Training SAEs on Synthetic Data

Training SAEs on synthetic data allows you to work with a known ground truth, enabling precise evaluation of how well your SAE recovers the true underlying features. This is useful for:

Controlled experiments: Test SAE architectures and hyperparameters with known feature structures
Fast iteration: Train on CPU in under a minute with small models
Algorithm development: Benchmark new training methods against ground truth

For a hands-on walkthrough, see the tutorial notebook .

Beta feature

The synthetic data utilities should be considered in beta, and their API and functionality may change over the next few months. If this is a concern, we recommend pinning your SAELens version to avoid breaking changes.

Core Concepts

Feature Dictionary

A FeatureDictionary maps sparse feature activations to dense hidden activations. It stores a matrix of feature vectors and computes hidden = features @ feature_vectors + bias.

from sae_lens.synthetic import FeatureDictionary, orthogonal_initializer

# Create dictionary with 16 features in 32-dimensional space
feature_dict = FeatureDictionary(
    num_features=16,
    hidden_dim=32,
    initializer=orthogonal_initializer(),  # Makes features orthogonal
)

Use orthogonal_initializer() to create features that don't overlap, making it easier to evaluate SAE performance.

Activation Generator

An ActivationGenerator samples sparse feature activations with controlled firing probabilities.
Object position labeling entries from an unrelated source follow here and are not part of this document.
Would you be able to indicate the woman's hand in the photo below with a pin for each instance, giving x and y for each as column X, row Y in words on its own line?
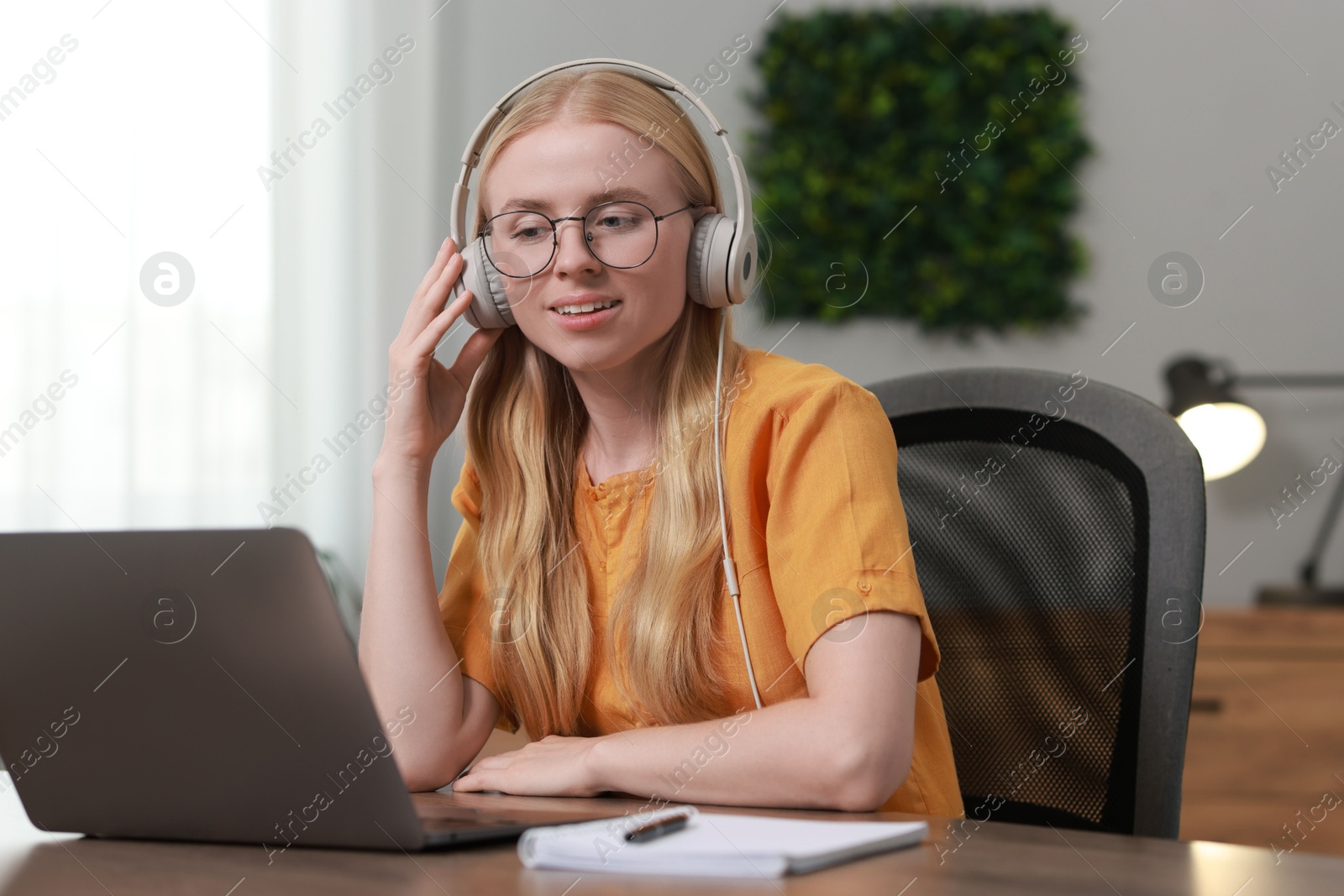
column 429, row 403
column 553, row 766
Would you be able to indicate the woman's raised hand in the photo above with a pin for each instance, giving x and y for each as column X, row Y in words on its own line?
column 429, row 398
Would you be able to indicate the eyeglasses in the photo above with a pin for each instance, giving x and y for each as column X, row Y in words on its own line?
column 618, row 234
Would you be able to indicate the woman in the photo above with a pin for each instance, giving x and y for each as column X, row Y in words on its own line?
column 585, row 598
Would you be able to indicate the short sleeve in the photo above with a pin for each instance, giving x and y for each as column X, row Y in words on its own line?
column 837, row 535
column 461, row 604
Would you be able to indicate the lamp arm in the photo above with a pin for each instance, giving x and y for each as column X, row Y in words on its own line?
column 1305, row 380
column 1314, row 558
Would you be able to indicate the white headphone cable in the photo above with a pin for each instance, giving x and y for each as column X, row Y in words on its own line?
column 730, row 571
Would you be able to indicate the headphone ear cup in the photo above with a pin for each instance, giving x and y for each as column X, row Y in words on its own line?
column 490, row 308
column 703, row 278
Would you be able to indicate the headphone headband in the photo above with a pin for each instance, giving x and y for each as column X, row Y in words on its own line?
column 741, row 250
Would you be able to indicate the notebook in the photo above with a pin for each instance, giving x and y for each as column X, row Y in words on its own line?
column 718, row 846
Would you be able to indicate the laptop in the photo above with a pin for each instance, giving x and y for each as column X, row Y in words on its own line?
column 199, row 685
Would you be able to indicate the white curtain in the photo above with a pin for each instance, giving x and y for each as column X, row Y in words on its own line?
column 286, row 150
column 358, row 222
column 127, row 130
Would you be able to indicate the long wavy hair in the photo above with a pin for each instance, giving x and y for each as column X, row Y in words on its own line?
column 526, row 427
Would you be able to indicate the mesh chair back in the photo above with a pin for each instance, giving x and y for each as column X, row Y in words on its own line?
column 1058, row 531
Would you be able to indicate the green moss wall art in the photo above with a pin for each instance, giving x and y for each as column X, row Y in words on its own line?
column 916, row 161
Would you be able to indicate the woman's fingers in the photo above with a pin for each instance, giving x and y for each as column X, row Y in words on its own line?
column 445, row 251
column 430, row 304
column 429, row 297
column 428, row 340
column 474, row 354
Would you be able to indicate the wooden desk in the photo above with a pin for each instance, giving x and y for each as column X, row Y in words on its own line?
column 996, row 859
column 1267, row 730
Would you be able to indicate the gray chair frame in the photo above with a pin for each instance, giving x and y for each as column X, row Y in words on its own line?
column 1173, row 472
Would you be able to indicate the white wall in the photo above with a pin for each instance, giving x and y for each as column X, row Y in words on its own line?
column 1187, row 105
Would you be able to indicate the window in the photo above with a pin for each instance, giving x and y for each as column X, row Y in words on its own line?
column 129, row 130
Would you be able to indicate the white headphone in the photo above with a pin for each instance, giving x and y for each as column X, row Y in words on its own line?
column 721, row 262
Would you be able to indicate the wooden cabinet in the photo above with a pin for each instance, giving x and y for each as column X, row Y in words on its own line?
column 1265, row 752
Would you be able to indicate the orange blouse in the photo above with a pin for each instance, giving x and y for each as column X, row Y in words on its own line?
column 817, row 533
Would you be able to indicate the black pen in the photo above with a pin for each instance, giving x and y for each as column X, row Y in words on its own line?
column 656, row 829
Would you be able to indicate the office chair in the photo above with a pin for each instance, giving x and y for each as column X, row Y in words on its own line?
column 1063, row 586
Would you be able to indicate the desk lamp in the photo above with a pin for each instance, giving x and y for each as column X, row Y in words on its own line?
column 1227, row 432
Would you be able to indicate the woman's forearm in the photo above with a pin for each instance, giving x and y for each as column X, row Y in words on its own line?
column 403, row 651
column 795, row 754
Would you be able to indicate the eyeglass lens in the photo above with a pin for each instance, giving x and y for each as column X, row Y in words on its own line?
column 620, row 234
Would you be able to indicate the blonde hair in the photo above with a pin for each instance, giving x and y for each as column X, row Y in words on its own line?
column 526, row 425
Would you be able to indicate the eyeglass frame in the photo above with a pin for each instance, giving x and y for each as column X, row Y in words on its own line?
column 555, row 234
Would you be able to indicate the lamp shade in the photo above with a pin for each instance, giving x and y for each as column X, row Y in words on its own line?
column 1226, row 432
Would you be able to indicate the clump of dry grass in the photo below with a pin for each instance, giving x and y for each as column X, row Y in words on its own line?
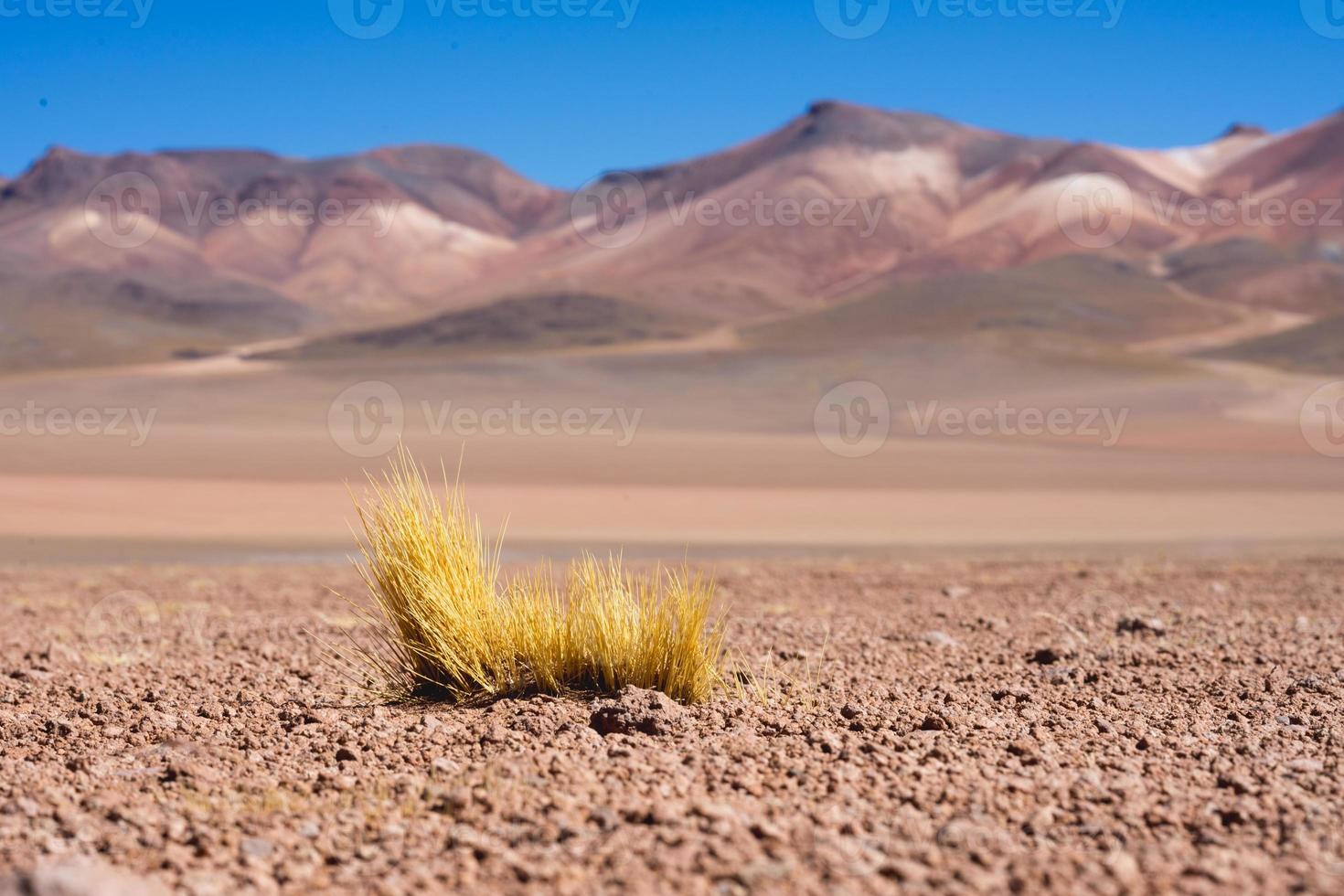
column 448, row 627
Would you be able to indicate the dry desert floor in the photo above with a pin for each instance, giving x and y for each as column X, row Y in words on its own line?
column 952, row 726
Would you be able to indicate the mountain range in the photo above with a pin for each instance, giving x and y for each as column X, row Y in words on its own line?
column 846, row 225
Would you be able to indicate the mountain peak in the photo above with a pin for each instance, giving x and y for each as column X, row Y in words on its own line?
column 1240, row 129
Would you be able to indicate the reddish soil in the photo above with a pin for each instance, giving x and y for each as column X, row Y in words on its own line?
column 963, row 727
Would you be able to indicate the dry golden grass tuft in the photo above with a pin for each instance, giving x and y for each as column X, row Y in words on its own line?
column 448, row 629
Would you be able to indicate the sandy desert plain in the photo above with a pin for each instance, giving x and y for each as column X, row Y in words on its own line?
column 1031, row 555
column 977, row 664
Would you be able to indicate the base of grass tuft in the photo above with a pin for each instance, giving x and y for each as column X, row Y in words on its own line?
column 448, row 627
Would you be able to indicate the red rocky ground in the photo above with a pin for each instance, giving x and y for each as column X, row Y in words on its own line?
column 964, row 727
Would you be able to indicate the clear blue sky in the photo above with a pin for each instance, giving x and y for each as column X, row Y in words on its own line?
column 563, row 97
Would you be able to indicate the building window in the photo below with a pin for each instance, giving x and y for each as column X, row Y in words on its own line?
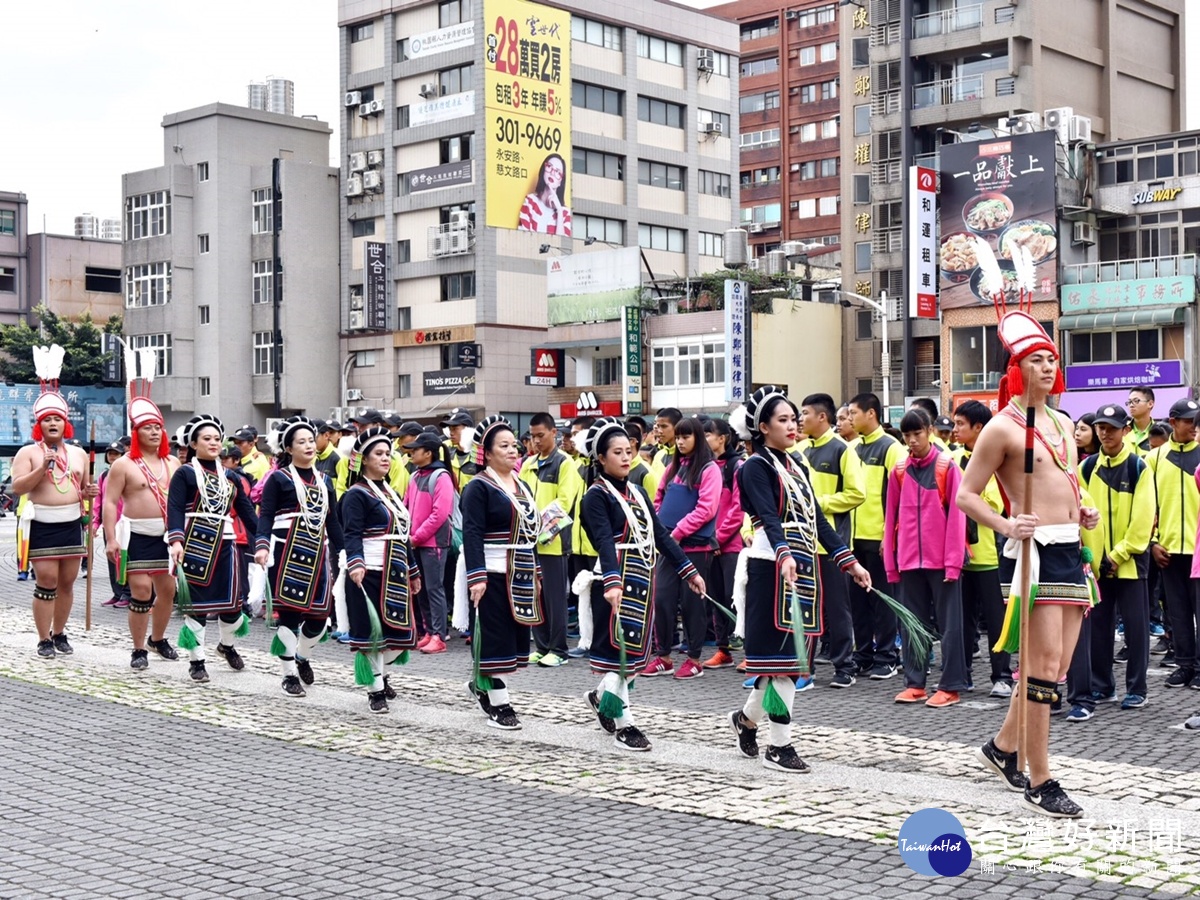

from sae_lens.synthetic import ActivationGenerator
import torch

firing_probs = torch.ones(16) * 0.25  # Each feature fires 25% of the time

activation_gen = ActivationGenerator(
    num_features=16,
    firing_probabilities=firing_probs,
)

# Sample a batch of sparse feature activations
feature_activations = activation_gen.sample(batch_size=1024)

Basic Training Workflow

Use train_toy_sae to train an SAE on synthetic data:

from sae_lens.synthetic import (
    FeatureDictionary,
    ActivationGenerator,
    train_toy_sae,
)
from sae_lens import StandardTrainingSAE, StandardTrainingSAEConfig
import torch

# 1. Create feature dictionary and activation generator
feature_dict = FeatureDictionary(num_features=16, hidden_dim=32)
activation_gen = ActivationGenerator(
    num_features=16,
    firing_probabilities=torch.ones(16) * 0.25,
)

# 2. Configure SAE
cfg = StandardTrainingSAEConfig(
    d_in=feature_dict.hidden_dim,
    d_sae=feature_dict.num_features,
    l1_coefficient=5e-2,
)
sae = StandardTrainingSAE(cfg)

# 3. Train
train_toy_sae(sae, feature_dict, activation_gen)

Evaluation

Use eval_sae_on_synthetic_data to measure how well the SAE recovers the true features:

from sae_lens.synthetic import eval_sae_on_synthetic_data

result = eval_sae_on_synthetic_data(sae, feature_dict, activation_gen)
print(f"MCC: {result.mcc:.3f}")  # Mean Correlation Coefficient
print(f"Explained variance: {result.explained_variance:.3f}")  # R²
print(f"Uniqueness: {result.uniqueness:.3f}")  # Fraction of unique latents
print(f"L0: {result.sae_l0:.1f}")  # Average active latents
print(f"Dead latents: {result.dead_latents}")
print(f"Shrinkage: {result.shrinkage:.3f}")
print(f"Precision: {result.classification.precision:.3f}")
print(f"Recall: {result.classification.recall:.3f}")
print(f"F1: {result.classification.f1_score:.3f}")

Metrics

MCC (Mean Correlation Coefficient): Measures alignment between SAE decoder weights and true feature vectors. Uses the Hungarian algorithm to find the optimal one-to-one matching, then computes mean absolute cosine similarity. Range [0, 1] where 1 = perfect recovery. See the paper Compute Optimal Inference and Provable Amortisation Gap in Sparse Autoencoders for more details.
Explained Variance (R²): Fraction of input variance explained by the SAE reconstruction. 1.0 = perfect reconstruction.
Uniqueness: Fraction of SAE latents that track unique ground-truth features (i.e., no two latents map to the same ground-truth feature). 1.0 = all unique.
Classification (Precision/Recall/F1): Treats each SAE latent as a binary classifier for its best-matching ground-truth feature. Precision = TP/(TP+FP), Recall = TP/(TP+FN), F1 = harmonic mean.
L0: Average number of active SAE latents per sample. Compare to true_l0 to check if sparsity matches.
Dead latents: Number of SAE latents that never activate. High values indicate capacity issues.
Shrinkage: Ratio of SAE output norm to input norm. Values below 1.0 indicate the SAE is shrinking reconstructions.

Visualization

Use plot_sae_feature_similarity to visualize how SAE features align with ground truth:

from sae_lens.synthetic import plot_sae_feature_similarity

plot_sae_feature_similarity(sae, feature_dict, reorder_sae_latents=True)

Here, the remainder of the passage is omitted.